Peak Past: Sesquice…what? Celebrating 150 Years Of What Makes Colorado Springs Colorado Springs

*Note: This audio essay first aired on KRCC (Colorado Springs’ NPR affiliate, 91.5 FM) on February 25, 2021. The link to the program is here; the audio file and the text from the essay are below.

It’s the hardest word to say, but one we’re all going to have to embrace this year…sesquicentennial.

It marks the completion of 150 years, which is the precise age the city of Colorado Springs turns this summer on July 31st. 

Normally cities don’t have birth stories, but we know that the first stake went into the ground on what was then called “Fountain Colony” on July 31, 1871. William Jackson Palmer estimated there were only “perhaps 40 to 50 people” then in a city that now approaches half a million. 

This birth story is merely the Big Bang that awaits as you walk into the COS@150 exhibit at the Colorado Springs Pioneers Museum. From then on, you’re treated to all the stuff that makes Colorado Springs Colorado Springs.
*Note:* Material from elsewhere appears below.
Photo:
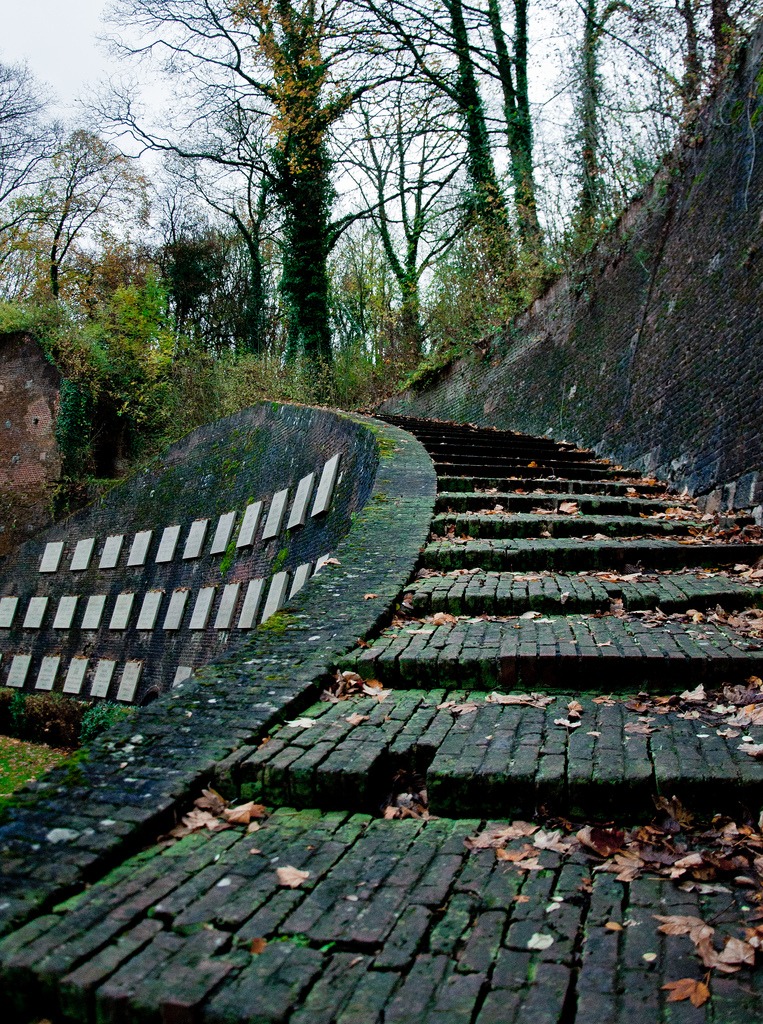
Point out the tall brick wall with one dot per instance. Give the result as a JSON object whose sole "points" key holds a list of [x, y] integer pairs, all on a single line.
{"points": [[218, 469], [30, 461], [650, 350]]}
There’s an alligator bag someone used to get here by train, a picture of former president Richard Nixon and Dr. Henry Kissinger on a Cold War visit to NORAD, and a tape-editing kit from our very own KRCC, which first took to the air seven decades ago in 1951.

Think about it for a moment. What makes you, you? It’s your choices, the details. Do you drink Coke or Pepsi, coffee or tea, wine or beer? Do you prefer blue or green, snow or sun, mountains or sea?

Each choice accumulates over time like the grooves in a fingerprint, and the COS@150 exhibit has our community’s fingerprint all over it.

And it’s still growing. 

As you leave COS@150, a sign asks: “What stories will fill the next 150 years? What will your contribution be?”

Good question. 

Until our next mountainside chat—be good, be well, and no matter what, climb on.